I read an excerpt from Quinn Caldwell’s Christmas devotion ( All I Really Want) about the role of Mary in Jesus’ life and it made me pause and think about this epiphany more studiously. Basically it was the fact that lots of men and women knew Jesus and were a part of his life for a short or extended period of time…but it was only Mary who traveled the whole distance with her son.
“They call her the queen of Heaven. She earned it. She’s the only one. She’s the only one who was there at both the beginning and the end. Joseph wasn’t. Peter wasn’t. Judas wasn’t. The shepherds and the wise men and the animals weren’t.
Not Caesar, Pilate, Caiaphas, the Centurion, the thieves, or the crowds. She was the only one who was there for his first breath and his last. The only one who went all the way with him.
Do you think she knew? Do you think she knew when she cried out in labor what other cries she would cry? When she wrapped him in bands of cloth, do you think she knew she would tie his winding sheet as well?
When she held him in her arms on that first silent night, do you think she could see the day when she would hold him in her arms on another one…and if she did, why did she do it?

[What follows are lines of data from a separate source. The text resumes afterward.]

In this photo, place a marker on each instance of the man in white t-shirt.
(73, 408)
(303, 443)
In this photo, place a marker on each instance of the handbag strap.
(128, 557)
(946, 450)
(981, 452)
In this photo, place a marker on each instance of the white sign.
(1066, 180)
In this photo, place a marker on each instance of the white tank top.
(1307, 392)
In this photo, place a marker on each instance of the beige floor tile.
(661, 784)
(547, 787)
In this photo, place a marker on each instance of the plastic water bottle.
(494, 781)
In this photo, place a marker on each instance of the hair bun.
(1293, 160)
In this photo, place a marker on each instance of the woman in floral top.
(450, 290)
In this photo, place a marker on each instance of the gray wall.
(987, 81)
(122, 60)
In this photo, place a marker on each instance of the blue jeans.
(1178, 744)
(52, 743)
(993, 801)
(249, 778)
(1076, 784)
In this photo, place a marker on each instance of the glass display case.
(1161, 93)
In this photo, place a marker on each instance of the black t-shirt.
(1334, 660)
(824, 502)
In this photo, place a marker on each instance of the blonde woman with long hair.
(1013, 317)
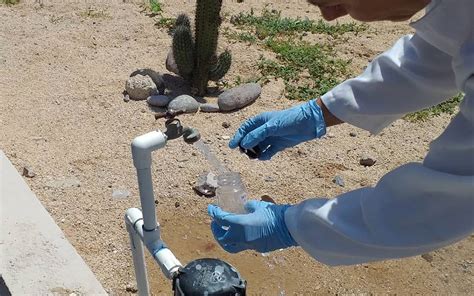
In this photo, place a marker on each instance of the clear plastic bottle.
(231, 193)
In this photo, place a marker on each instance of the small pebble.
(267, 198)
(367, 160)
(131, 288)
(126, 98)
(158, 100)
(120, 193)
(269, 179)
(338, 180)
(209, 107)
(428, 257)
(28, 172)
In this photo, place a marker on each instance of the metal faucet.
(174, 128)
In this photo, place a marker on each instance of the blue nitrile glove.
(275, 131)
(263, 229)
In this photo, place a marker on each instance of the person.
(417, 207)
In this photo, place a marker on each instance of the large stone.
(155, 76)
(140, 87)
(209, 107)
(184, 103)
(158, 100)
(238, 97)
(171, 64)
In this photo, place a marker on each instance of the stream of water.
(217, 166)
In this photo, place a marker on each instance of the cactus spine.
(196, 60)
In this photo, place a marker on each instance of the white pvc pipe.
(142, 146)
(168, 263)
(136, 245)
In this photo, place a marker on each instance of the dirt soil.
(63, 65)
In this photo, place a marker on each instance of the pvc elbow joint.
(143, 145)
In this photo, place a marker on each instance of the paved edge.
(35, 257)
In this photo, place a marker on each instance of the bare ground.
(62, 71)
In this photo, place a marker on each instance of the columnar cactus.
(196, 59)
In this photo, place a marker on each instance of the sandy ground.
(62, 71)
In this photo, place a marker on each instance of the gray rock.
(171, 64)
(155, 76)
(238, 97)
(158, 100)
(64, 183)
(140, 87)
(120, 193)
(126, 98)
(184, 103)
(28, 172)
(338, 180)
(206, 184)
(209, 107)
(367, 160)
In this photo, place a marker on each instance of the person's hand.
(275, 131)
(370, 10)
(263, 229)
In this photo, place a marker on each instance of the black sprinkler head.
(209, 276)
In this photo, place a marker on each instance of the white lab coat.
(417, 207)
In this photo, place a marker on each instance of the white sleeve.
(411, 76)
(414, 209)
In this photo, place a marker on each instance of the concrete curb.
(35, 257)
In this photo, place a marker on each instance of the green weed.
(166, 22)
(155, 6)
(270, 23)
(240, 36)
(447, 107)
(94, 13)
(309, 70)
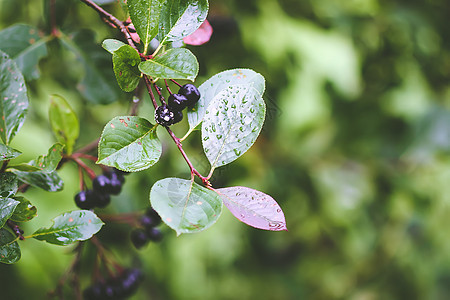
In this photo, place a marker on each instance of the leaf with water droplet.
(26, 46)
(213, 86)
(145, 15)
(176, 63)
(13, 99)
(229, 139)
(185, 206)
(9, 248)
(129, 144)
(64, 122)
(78, 225)
(253, 207)
(7, 152)
(125, 65)
(179, 19)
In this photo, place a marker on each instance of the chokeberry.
(139, 238)
(164, 116)
(177, 102)
(101, 200)
(101, 184)
(85, 199)
(191, 92)
(154, 234)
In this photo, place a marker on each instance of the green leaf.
(23, 167)
(8, 184)
(179, 19)
(78, 225)
(213, 86)
(49, 162)
(9, 248)
(97, 85)
(125, 62)
(232, 123)
(7, 207)
(112, 45)
(184, 205)
(64, 122)
(50, 182)
(25, 46)
(13, 99)
(129, 144)
(145, 15)
(25, 211)
(176, 63)
(7, 152)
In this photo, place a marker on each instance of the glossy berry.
(177, 102)
(101, 184)
(139, 238)
(191, 92)
(149, 222)
(116, 182)
(85, 199)
(164, 116)
(154, 234)
(101, 200)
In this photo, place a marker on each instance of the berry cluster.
(141, 236)
(103, 186)
(120, 287)
(171, 113)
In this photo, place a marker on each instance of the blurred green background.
(355, 150)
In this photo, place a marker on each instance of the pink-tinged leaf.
(253, 207)
(200, 36)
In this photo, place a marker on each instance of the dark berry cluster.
(141, 236)
(103, 186)
(171, 113)
(120, 287)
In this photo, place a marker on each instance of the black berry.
(191, 92)
(177, 102)
(164, 116)
(101, 184)
(85, 199)
(139, 238)
(101, 200)
(154, 234)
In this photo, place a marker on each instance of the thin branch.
(112, 20)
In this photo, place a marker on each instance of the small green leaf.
(25, 46)
(50, 182)
(232, 123)
(8, 184)
(97, 84)
(78, 225)
(7, 207)
(125, 62)
(179, 19)
(48, 163)
(112, 45)
(25, 211)
(145, 15)
(64, 122)
(24, 167)
(213, 86)
(184, 205)
(9, 248)
(7, 152)
(176, 63)
(129, 144)
(13, 99)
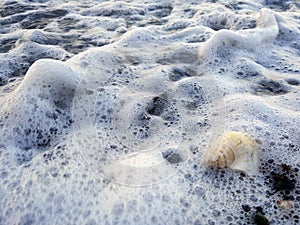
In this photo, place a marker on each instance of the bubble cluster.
(113, 131)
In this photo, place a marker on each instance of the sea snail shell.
(234, 150)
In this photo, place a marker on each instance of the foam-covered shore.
(107, 109)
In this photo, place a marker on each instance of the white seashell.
(234, 150)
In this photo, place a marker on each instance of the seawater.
(107, 108)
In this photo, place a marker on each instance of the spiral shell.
(234, 150)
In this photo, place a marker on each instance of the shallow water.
(108, 107)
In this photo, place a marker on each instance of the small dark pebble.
(260, 219)
(271, 86)
(172, 156)
(281, 182)
(246, 208)
(178, 74)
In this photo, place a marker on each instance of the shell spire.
(234, 150)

There’s nothing so terrible as the death of one’s own child. It appears to go against the order of the universe. It is such a terrible thing to even contemplate that we don’t even give it a name. People who have lost their spouses are widows or widowers; people who have lost their parents are orphans. But for those who’ve lost a child, we have no name. We fall silent in the face of tragedy of that magnitude.
God knows what it is to lose a child just as surely as Rachel does. Nothing this side of heaven is going to take away the pain for those whose children have died, but at least we have a God who knows what it is like. It might not be enough. But it’s something.”

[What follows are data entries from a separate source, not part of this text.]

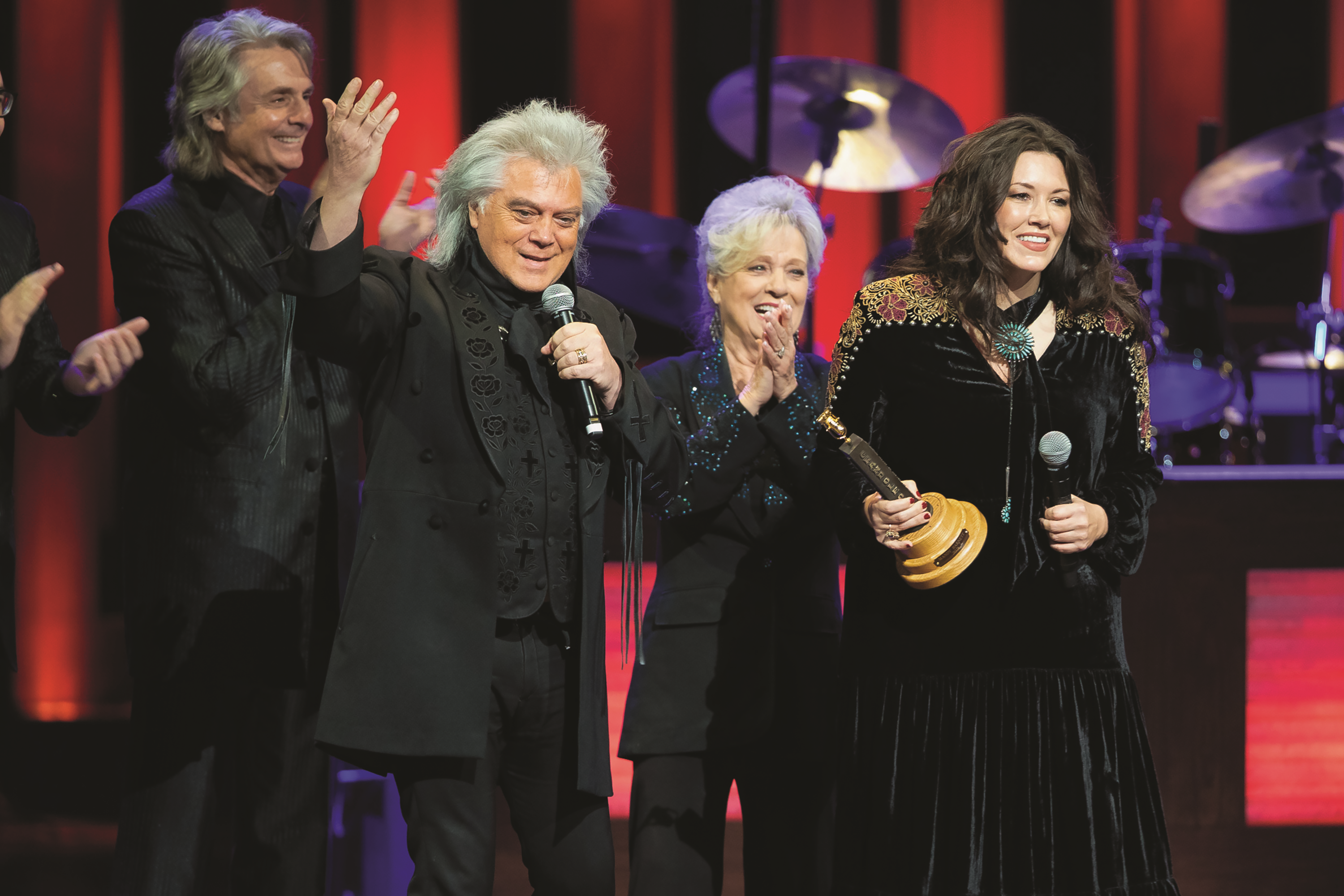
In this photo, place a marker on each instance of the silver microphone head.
(556, 299)
(1055, 449)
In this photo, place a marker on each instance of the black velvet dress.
(992, 739)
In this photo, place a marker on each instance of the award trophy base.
(943, 547)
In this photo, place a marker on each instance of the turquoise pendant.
(1014, 343)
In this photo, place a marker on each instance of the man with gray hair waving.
(240, 496)
(471, 646)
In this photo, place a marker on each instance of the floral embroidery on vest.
(913, 299)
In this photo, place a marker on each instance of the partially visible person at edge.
(742, 630)
(471, 648)
(240, 487)
(54, 390)
(992, 739)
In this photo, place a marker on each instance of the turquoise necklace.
(1014, 345)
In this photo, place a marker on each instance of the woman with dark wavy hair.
(994, 741)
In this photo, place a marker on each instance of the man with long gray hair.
(240, 487)
(471, 650)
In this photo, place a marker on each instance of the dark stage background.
(1132, 81)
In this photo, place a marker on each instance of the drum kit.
(854, 127)
(1289, 177)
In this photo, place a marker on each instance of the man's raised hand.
(18, 308)
(405, 226)
(355, 135)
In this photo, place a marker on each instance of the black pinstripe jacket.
(220, 535)
(33, 386)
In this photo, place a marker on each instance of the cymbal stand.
(832, 113)
(1154, 296)
(1320, 319)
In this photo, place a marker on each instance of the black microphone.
(558, 302)
(1055, 449)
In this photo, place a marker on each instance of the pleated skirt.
(1019, 782)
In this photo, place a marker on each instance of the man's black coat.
(410, 672)
(221, 536)
(31, 385)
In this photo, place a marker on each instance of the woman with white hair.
(742, 626)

So until tomorrow…Thank you Father for the people in our lives who go the distance with us…not just when things are going well…but when they aren’t. Thank you for people who “show up” for life…good or bad.
“Today is my favorite day” Winnie the Pooh
It’s time to plant the pansies…the wonderful little bright flowers that bring color to winter…Luke helped piece the barrel back together again…another spring I will need to look into finding another one!

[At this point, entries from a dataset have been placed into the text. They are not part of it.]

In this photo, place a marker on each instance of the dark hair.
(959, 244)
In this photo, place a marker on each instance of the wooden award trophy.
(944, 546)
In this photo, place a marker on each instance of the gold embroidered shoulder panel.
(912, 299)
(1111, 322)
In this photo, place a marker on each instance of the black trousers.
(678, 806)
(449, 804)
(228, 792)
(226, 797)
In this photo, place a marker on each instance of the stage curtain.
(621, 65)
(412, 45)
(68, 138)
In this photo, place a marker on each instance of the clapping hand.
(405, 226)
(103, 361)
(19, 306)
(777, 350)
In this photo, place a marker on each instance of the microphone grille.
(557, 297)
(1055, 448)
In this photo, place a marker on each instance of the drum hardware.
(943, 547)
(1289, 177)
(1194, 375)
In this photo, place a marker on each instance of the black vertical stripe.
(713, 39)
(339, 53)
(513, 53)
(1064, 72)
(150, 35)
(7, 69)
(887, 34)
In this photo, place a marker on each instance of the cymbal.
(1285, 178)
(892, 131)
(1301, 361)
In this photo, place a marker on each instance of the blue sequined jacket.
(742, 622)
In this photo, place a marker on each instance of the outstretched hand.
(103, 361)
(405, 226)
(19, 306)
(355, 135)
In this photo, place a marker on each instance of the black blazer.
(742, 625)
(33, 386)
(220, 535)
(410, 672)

Pansies are such ahappy little flower but around here don’t really come into there own until it is time to dug them out and make room for something else.
The death of a child ,regardless of age, is really bad. My son was 19 and even 22 years later I choke up on occation. It is the call no parent ever wants to get. But God is good and we get through it by his grace..
I am so sorry Beverly to hear of your loss and even though time heals…it doesn’t forget….but in a way that is the beauty of it….your son will always be 19 in your memory forever. My brother David died at 21 and I watched mother having to go through that…and once again…God’s grace got her and the rest of the family through it too.
Wonderful post today. I lost my son 12 years ago. He was 30 and his body rejected his new heart. But, I thank God for 30 years, eleven more than was predicted and he became a father. You brought up something that I had never realized: there is no name for a mother who loses a child. It never stops hurting, but through God’s grace and Mac’s children and grandchildren, he lives on.
Yes…we must concentrate on the fact that the child that is gone still lives among us…we see him in another’s smile or wink or laughter…he is among you…there is no doubt.
Indeed there is no name for those who lose their children.. probably they should be called Rachel… I’m writing this in context with the episode where King Herod orders the murders of all boys below 2 years old only to get to Baby Jesus (Matthew 2:18)…
Must pray for all who are going through this loss!
So true Ambika…and don’t we see these senseless massacres still in the news…genocides of men, women, and children….yes we must pray for those going through this type of loss.